Wanted to say much more but I'm dragged away by domestic chores. One thing at least: Brittany proves that grey, in all its variations, is as lively a colour as any other. Some of the greys dance.

Pam said...

I can smell the sea in your pictures. Beautiful.

Three acres? You have three acres?

Wow. Mind you, I think three acres would kill me since I'd try to fill it up with flowerbeds. But still. I wouldn't mind trying.

By the way, I love lily-of-the-valley but I wish I hadn't planted it in my little garden. It comes up everywhere and I spend the spring yanking it out. Now, in three acres it would be fine, at least in my lifetime.

vicki johnson said...

i've said this before
but now i have to say it again
this is
definitely
my most favorite collection of your photos
just wonderful.
i especially love the ones of the stones.

gestalt. whoever needs a definition, here it is, illustrated

Unknown said...

Beachcombing is one of the most sublime of activities. The lady in red foraging evokes the process, the joy of hunting and gathering combined. It reminds me of a word I came across in Australia - to fossick - which is used by people who search for the opals lying around in some mountains on the New South Wales, Queensland border.

Anonymous said...

What a wonderful name Binic is. I love that. It sounds French, but scientific too. Not like a real place at all. And yet, it clearly is very real.

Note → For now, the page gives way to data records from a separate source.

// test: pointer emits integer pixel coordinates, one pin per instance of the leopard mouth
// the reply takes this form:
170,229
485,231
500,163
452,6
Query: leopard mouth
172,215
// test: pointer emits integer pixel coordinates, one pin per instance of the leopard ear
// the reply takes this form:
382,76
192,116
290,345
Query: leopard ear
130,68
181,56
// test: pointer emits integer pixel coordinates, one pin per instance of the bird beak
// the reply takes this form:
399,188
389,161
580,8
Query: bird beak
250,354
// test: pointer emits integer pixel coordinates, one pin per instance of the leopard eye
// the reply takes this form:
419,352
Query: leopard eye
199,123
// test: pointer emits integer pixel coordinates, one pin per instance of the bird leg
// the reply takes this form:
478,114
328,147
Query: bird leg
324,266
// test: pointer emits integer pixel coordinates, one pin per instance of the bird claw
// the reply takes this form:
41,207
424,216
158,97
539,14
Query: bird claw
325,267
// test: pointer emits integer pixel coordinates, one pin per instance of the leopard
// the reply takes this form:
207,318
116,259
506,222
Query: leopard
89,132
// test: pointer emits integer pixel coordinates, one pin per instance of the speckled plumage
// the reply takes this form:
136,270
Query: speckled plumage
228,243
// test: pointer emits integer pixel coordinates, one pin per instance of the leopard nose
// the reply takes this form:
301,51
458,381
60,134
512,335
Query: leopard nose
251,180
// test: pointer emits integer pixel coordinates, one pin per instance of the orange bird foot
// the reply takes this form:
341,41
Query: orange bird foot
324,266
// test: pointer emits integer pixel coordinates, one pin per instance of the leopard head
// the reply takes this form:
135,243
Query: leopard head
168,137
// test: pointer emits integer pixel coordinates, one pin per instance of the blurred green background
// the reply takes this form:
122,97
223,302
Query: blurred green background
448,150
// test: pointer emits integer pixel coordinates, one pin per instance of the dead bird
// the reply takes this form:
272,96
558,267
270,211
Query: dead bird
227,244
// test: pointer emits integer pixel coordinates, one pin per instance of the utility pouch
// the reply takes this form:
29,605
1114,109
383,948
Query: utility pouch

As someone else said, it is good to look at your photos as I would have walked straight past all these things without noticing them at all if I had been there.

Lucy said...

Thank you!

Z - yes, I like liminal!

Julia - Huzzah! Look forward to seeing you. No, no fossils, not like at Lyme, it's not a fossilly coast here really...

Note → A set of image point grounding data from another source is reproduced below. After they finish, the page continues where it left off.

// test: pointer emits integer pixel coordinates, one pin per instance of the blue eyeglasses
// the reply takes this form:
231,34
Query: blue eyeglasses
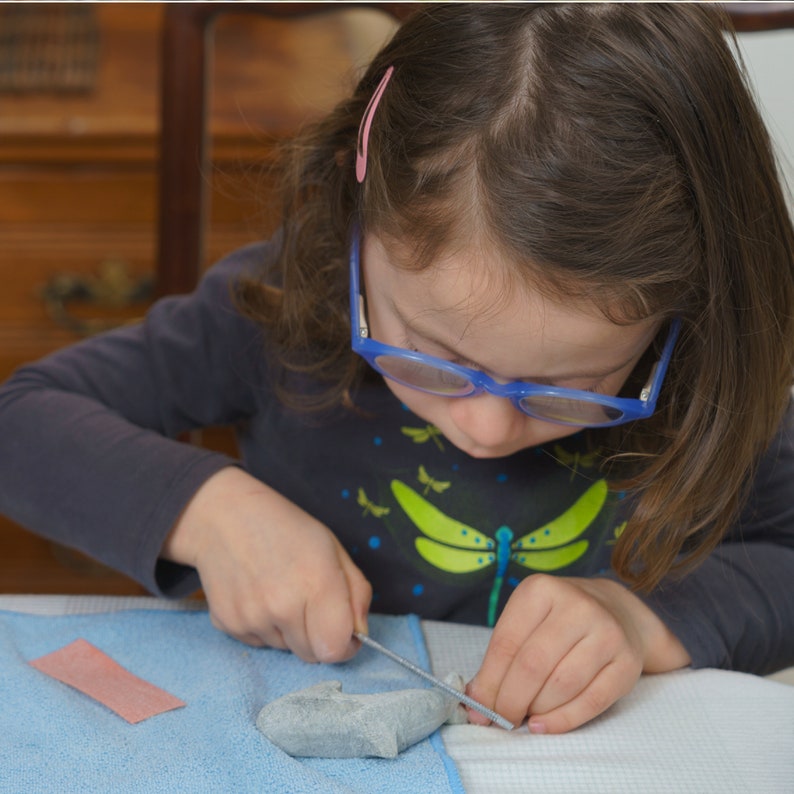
443,378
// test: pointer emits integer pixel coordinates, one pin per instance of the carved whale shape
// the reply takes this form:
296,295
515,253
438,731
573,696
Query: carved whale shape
322,721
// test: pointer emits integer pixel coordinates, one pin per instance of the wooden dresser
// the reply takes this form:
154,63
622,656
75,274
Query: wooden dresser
78,202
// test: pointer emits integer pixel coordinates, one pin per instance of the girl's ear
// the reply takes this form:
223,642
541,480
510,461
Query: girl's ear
342,157
366,123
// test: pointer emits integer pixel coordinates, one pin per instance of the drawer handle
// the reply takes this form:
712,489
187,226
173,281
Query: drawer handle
112,288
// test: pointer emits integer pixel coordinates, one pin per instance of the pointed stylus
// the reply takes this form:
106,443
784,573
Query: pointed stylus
450,690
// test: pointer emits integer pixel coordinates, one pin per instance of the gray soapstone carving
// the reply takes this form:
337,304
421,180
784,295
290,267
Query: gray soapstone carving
322,721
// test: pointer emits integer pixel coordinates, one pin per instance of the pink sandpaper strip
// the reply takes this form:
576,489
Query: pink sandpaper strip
83,666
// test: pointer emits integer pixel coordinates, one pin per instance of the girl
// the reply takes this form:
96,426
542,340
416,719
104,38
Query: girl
557,236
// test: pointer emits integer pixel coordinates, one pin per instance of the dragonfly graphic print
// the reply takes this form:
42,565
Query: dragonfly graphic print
455,547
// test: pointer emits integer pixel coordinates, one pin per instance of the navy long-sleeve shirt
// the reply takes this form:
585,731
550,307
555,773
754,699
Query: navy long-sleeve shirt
88,457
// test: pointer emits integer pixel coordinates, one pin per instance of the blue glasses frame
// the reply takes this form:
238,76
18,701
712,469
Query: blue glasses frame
370,350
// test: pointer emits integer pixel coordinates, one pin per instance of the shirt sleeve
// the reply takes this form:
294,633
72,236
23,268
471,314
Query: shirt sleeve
736,610
89,453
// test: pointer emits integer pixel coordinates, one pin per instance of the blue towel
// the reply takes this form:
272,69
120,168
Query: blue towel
54,738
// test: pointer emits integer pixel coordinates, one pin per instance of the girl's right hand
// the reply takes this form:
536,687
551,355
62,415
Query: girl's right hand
272,574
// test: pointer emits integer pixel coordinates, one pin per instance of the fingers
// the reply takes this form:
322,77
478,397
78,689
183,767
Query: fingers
557,654
522,616
610,684
312,613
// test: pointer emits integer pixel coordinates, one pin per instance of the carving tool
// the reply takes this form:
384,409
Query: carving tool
450,690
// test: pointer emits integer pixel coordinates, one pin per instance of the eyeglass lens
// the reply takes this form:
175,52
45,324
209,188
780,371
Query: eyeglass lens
445,383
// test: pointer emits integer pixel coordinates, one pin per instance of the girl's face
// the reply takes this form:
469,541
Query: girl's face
459,310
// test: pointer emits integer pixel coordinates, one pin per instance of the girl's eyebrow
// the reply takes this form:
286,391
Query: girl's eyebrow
467,362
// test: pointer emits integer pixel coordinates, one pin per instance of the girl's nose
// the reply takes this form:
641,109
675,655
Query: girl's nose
489,421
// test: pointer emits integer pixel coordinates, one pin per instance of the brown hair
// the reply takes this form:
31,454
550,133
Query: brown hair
614,150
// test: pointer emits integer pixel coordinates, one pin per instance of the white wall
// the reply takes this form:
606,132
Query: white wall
769,58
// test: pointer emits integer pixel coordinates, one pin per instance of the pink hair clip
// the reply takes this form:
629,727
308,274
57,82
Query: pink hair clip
366,123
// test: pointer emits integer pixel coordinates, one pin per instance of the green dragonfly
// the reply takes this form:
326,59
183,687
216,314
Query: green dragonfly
452,546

R, Cat and CGP - thank you for kind words.

Write - yes, the colours and shapes are very painterly.

Michelle - Hmm, that house would be nice, but rather beyond our means, I think! Molly had a nice time, though we didn't go down to the beach proper, she found many interesting sniffs and smells!

GJ - yes, I like the rounded edges of the steps...

Christopher - thank you, what a wonderful sea-girt poem!

Rosie - it is, isn't it? Even on witer days the tables go out if it's sunny...

FF - thank you!

BB - yes, the pinkish and peachy tones add some lovely soft colours. That band of orangey sandstone makes for some dramatic rockscapes out at the Ile de Brehat.

Isabelle - well, we don't actually garden all 3 acres! The wet bit at the bottom we planted with goat willow and other trees, supposedly for firewood but we never touch it, and the farmer and the Dutch bulbman rent quite a bit more. Tom did have some notion of filling it all with flower beds I think but has had to accept reality to some extent... Old houses regularly come with large and awkward lumps of ground that no one quite knows what to do with here.

Zephyr - thanks, you are nice! I'm pleased to think I might have achieved gestalt...

Joe - Yes, I remember fossick! I didn't really see what the woman in red was doing, the zoom picked it up, she seemed to be wandering aimlessly.

RB - It is a good name isn't it? I suppose the 'ic' suffix is Breton - or Gallo... the camera makes one look at things.